Все выходцы из Чечни, с которыми мы разговаривали в Бресте, говорили, что опасаются за свою жизнь и безопасность, если их вернут в Россию.
Большинство, особенно те, кому за 50, говорили, что не хотели уезжать из дома, но другого выбора не было. Многим, чтобы набрать денег на дорогу, пришлось распродать буквально все имущество. Женщина с золотыми коронками говорила: «Если бы в Чечне кто узнал, как мы на этот вокзал каждый день ходим, как попрошайки бездомные, сказали бы какой стыд, какое унижение. А что нам делать? У меня мужу опасность грозит, детям опасность грозит.

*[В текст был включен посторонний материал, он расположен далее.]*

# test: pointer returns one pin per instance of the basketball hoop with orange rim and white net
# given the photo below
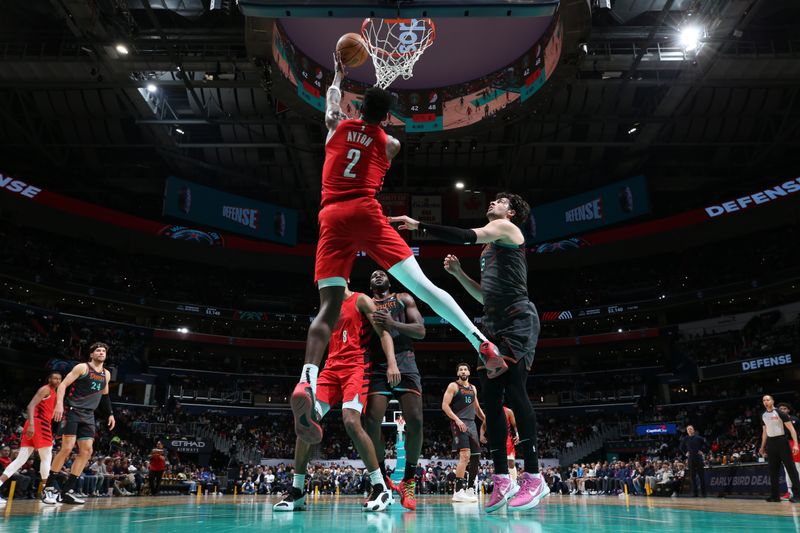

И денег не осталось: мы все продали, чтобы сюда доехать. Больше продавать нечего – только зубы».
На обратном пути польские пограничники не пустили нас в «беженский вагон». Пока мы спорили с ними, стоя на платформе на холодном ветру, я заметила в этом вагоне – уходящем в Брест – того самого седого мужчину, с которым мы общались утром. Он помахал нам из окна, улыбнулся и знаками показал, что дверь заперта снаружи. Все, что нам оставалось, - это лишь улыбнуться и помахать ему в ответ. А потом мы пошли в обычный вагон вместе с другими людьми, могущими позволить себе роскошь выбирать, возвращаться им в Брест или нет.